“Dancing Barefoot”

Over on Salon this weekend, J. Robbert Lennon tries to argue that young writers shouldn’t read contemporary fiction because it’s the worst.  Um, what?

This has to be one of the most absurd pieces of devil’s advocacy I’ve ever seen.  Lennon makes a few valid points, I suppose, but essentially his argument is that there’s too much bad contemporary literary fiction out there to make it worth trying to keep up with and most beginning writers will just wind up being mediocre anyway.  So basically, because most people in the world are not brilliant geniuses destined to be my best friends, I should just stay in bed.  Yep, makes perfect sense.

Although actually, analogies aside, I wouldn’t mind staying in bed . . .

2 Replies to ““Dancing Barefoot””

  1. I read the piece and didn’t find it as objectionable as you do.

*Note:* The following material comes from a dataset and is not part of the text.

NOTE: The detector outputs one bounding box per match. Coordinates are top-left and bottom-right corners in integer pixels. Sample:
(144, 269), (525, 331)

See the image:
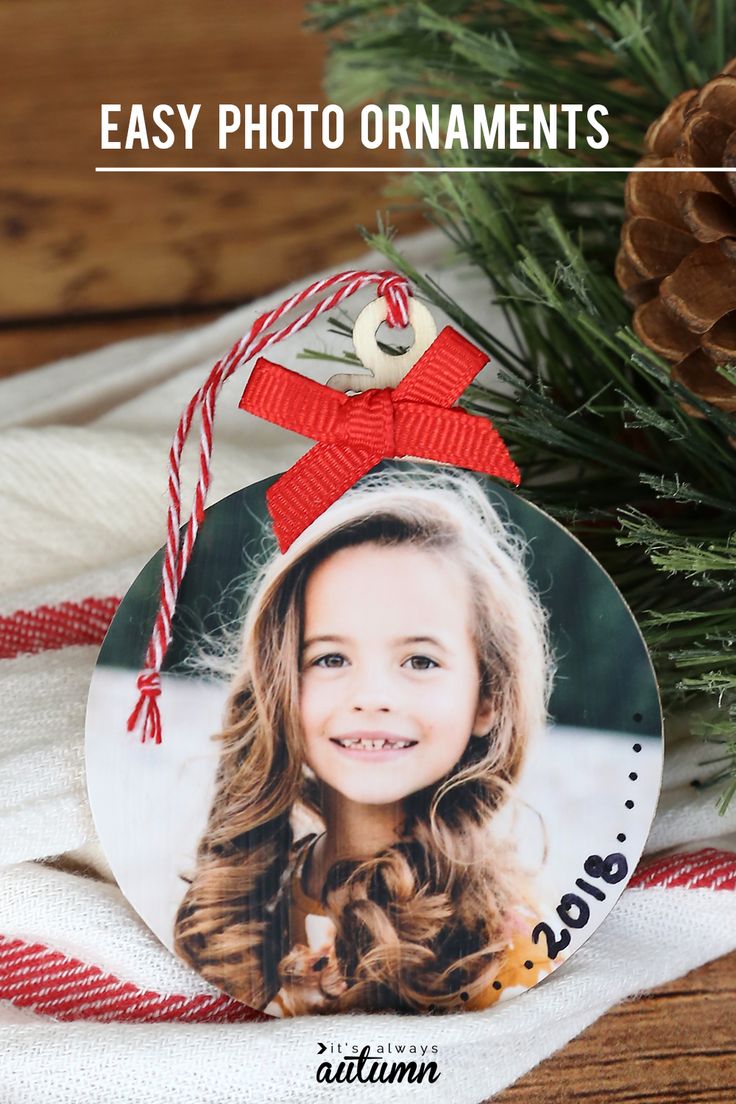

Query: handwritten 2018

There is plenty of great material to read without reading the contemporary fiction he was referring to. Also I didn’t get that he said not to read contemporary fiction at all…just not to immerse oneself in it.

    1. Obviously I’m oversimplifying Lennon’s point a bit here, but he seems to be intentionally missing Don Chaon’s original point, which is that *just* reading the classics doesn’t prepare you for the climate of contemporary literature. To say that contemporary lit isn’t worth reading widely of is snobbish and clearly untrue, particularly since Lennon is playing very fast and loose with what “contemporary literature” even means.